• ECB-appproved move accounts for impact of high interest rates
  • Calculation cuts bank's risk-weighted assets by $8.5 billion

Banco Santander SA boosted its regulatory capital by changing the way it calculates operational risk at its Brazilian unit, a move approved by the European Central Bank.

The accounting move cut Santander’s risk-weighted assets by 7.8 billion euros ($8.5 billion), the lender said in its 2015 consolidated financial statement. That’s about a quarter of the bank’s reduction target, and raises its common equity Tier 1 capital ratio by about 14 basis points, a spokesman said.

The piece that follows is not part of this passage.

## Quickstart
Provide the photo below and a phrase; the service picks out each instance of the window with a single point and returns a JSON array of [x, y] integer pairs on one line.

The ECB allowed Spain’s largest lender to apply the “alternative standardized approach” to Banco Santander (Brasil) SA, which contributes 19 percent of net profit to the group. Under rules set by the Basel Committee on Banking Supervision, banks with “high interest margins” can use a fixed percentage of their loans and advances, instead of gross income, to calculate operational-risk capital requirements.

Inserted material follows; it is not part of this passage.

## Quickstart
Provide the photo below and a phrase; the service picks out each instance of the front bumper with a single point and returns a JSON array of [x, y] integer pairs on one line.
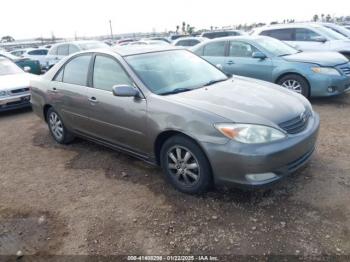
[[14, 102], [231, 162], [321, 85]]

Investors are overestimating Santander’s capital needs and the threat that Brazil’s economic downturn poses to profit, executive Chairman Ana Botin said in a letter to shareholders earlier this month. The bank’s shares have slumped 45 percent in the past year, making it one of the worst performers tracked by the STOXX Europe 600 Banks Index.

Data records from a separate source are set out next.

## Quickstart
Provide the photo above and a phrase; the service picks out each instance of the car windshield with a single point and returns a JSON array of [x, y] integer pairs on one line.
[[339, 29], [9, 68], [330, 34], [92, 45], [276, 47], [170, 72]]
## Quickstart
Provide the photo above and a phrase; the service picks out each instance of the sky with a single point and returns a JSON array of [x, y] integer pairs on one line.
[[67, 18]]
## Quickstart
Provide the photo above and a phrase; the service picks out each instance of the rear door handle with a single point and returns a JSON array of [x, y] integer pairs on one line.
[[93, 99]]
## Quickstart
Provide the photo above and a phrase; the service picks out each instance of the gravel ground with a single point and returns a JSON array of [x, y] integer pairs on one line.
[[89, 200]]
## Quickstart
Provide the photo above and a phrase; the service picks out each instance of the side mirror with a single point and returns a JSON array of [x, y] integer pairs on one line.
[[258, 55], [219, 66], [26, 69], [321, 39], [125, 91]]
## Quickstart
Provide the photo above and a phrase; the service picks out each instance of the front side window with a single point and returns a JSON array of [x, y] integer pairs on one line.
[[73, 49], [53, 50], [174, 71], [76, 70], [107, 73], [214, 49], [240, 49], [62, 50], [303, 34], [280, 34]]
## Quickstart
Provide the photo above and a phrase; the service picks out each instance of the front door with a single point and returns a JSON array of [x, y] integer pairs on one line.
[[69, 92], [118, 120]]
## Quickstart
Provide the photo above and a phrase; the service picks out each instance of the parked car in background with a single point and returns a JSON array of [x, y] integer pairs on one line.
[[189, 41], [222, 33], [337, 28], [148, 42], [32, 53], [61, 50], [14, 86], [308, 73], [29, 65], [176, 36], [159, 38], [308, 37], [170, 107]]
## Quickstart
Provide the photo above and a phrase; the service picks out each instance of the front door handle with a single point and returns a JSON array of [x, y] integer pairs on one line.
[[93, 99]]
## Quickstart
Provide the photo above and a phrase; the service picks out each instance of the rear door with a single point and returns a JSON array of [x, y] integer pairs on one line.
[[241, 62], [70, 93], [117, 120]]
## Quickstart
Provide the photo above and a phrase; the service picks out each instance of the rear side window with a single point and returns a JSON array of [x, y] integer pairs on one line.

The bank plans to reduce RWAs by about 30 billion euros, equivalent to capital generation of about 3 billion euros, Chief Financial officer Jose Garcia Cantera said in September. Santander had 584 billion euros in risk-weighted assets as of December.

Santander increased its fully loaded common equity Tier 1 capital ratio to 10.05 percent of RWAs last year. Botin has pledged to increase the measure to more than 11 percent by the end of 2018.

Operational risk describes the potential for losses from inadequate or failed internal processes, people and systems -- including legal risks -- or from external events, according to the European Banking Authority. Banks must set aside funds to protect against the risk of such losses.